The other day I was looking back over the past year to try to quantify whether it had been a good year, writing-wise. Usually at the start of each year, I make a laundry list of goals, but in 2019, I’d skipped that, instead focusing more on process. I made a conscious effort to finish and submit stories I’d had languishing on my desk for years, and spent the rest of my writing time trying to scrape together a third draft of the novel WIP.
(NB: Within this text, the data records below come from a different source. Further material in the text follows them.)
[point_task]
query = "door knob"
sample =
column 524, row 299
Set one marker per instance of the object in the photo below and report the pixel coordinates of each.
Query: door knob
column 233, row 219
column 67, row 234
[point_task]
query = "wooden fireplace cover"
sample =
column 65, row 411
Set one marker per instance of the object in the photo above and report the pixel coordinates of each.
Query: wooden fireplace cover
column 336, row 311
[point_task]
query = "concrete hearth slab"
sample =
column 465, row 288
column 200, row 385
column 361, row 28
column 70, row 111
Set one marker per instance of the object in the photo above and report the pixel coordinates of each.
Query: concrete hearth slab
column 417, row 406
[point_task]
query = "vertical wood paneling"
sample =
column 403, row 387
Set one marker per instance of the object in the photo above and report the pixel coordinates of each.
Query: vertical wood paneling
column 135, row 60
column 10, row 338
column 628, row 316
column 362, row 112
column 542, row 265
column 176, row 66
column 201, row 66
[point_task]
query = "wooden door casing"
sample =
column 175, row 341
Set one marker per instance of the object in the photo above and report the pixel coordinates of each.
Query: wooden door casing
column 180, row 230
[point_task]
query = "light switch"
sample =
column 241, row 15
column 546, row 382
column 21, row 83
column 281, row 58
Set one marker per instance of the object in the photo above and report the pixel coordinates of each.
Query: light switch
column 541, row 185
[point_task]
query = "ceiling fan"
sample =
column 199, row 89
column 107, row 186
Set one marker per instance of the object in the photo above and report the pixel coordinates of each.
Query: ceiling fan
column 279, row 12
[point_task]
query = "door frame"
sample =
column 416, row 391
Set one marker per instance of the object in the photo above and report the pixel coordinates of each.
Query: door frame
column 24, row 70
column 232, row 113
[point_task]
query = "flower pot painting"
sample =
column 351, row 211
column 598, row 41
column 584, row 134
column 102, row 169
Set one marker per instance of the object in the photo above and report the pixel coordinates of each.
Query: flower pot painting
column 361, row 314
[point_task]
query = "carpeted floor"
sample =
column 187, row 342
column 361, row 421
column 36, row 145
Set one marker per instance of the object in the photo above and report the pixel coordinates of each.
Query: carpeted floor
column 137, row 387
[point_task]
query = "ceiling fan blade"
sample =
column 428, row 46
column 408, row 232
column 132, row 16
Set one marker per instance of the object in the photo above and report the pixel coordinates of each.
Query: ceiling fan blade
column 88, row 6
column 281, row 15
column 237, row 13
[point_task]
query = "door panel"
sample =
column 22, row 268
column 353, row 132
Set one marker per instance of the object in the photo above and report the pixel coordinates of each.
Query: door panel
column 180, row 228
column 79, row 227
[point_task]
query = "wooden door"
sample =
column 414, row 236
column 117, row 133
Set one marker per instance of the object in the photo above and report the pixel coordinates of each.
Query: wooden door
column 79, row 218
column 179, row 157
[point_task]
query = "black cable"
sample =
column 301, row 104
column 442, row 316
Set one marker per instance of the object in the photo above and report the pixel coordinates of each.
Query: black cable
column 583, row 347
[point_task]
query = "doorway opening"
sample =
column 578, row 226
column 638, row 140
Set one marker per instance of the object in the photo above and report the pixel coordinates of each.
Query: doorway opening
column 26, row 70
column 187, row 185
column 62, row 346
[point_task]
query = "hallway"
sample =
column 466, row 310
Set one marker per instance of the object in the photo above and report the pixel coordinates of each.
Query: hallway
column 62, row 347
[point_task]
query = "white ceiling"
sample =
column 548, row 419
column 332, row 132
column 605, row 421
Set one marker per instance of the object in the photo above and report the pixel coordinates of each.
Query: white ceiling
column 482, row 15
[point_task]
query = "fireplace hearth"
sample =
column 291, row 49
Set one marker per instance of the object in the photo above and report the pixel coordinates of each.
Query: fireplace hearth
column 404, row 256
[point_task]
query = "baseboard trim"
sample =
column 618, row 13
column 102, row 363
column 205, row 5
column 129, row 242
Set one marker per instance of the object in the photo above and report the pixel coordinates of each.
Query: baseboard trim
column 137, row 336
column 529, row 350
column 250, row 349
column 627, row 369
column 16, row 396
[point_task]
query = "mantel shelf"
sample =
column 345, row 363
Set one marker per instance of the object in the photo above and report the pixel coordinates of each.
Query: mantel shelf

But as I looked back over the year, I thought it might be good to have some kind of objective metrics by which to judge the year’s accomplishments (or, I figured, the lack thereof). Several items immediately popped out to me as worth tracking: 1) Total Number of Submission Attempts (the # of times I had anything out to markets); 2) New Submissions (# of stories submitted for the first time ever); 3) Number of Personal Rejections (rejection is inevitable, but personal rejections could indicate I’m hitting closer to the mark at some markets); 4) New Rough Drafts (# of new short stories written to a complete rough draft); 5) Total Word Count (how much I wrote in kept new words (vs. scrapped words); 6) Stories Sold (control of which is out of my hands, but it’d be nice to track year-to-year); and 7) Number of Books Read (as it’s always a goal to read as much as possible). I don’t know why it’s never occurred to me to track these things before, but went at it for 2019.

Turns out, 2019 has been the HANDS-DOWN most productive writing year I’ve ever had, better even than the year I’d considered my most successful to-date, despite not working much this summer, and being uncomfortably pregnant for much of the fall/early winter season, and battling a (thankfully short-lived) bout of first-trimester depression. The metrics don’t lie:

Submission Attempts: 39 (3x more than my previous best year)
New Submissions: 3
# of Personal Rejections: 8
New Rough Drafts: 3
Total Word Count: 114,000 (~365/day average)
Stories Sold: 1
# of Books Read: 42

It blows my mind, given that I’d been feeling especially unproductive this year, that I managed to up my game so much with just a few small tweaks to how I approach writing. And there’s SO MUCH ROOM for improvement! I mean, these numbers aren’t what I’d like them to be yet, they’re not at the level I’d consider a “professional” author to reach, but I can see easily how I could bump some of these numbers. I still have that novel draft to finish. I’d still like to submit more short stories. I’d like to read more. Figuring out how to best get novel drafts written to completion is a huge learning process. But at least with these metrics I know what I’m shooting for!

So in 2020, which is going to be a year chock-full of disruptions (like little Goldbug who was born just two weeks ago!), I have just one goal: Do just a little bit better than 2019. Even just a bit will yield great progress moving forward.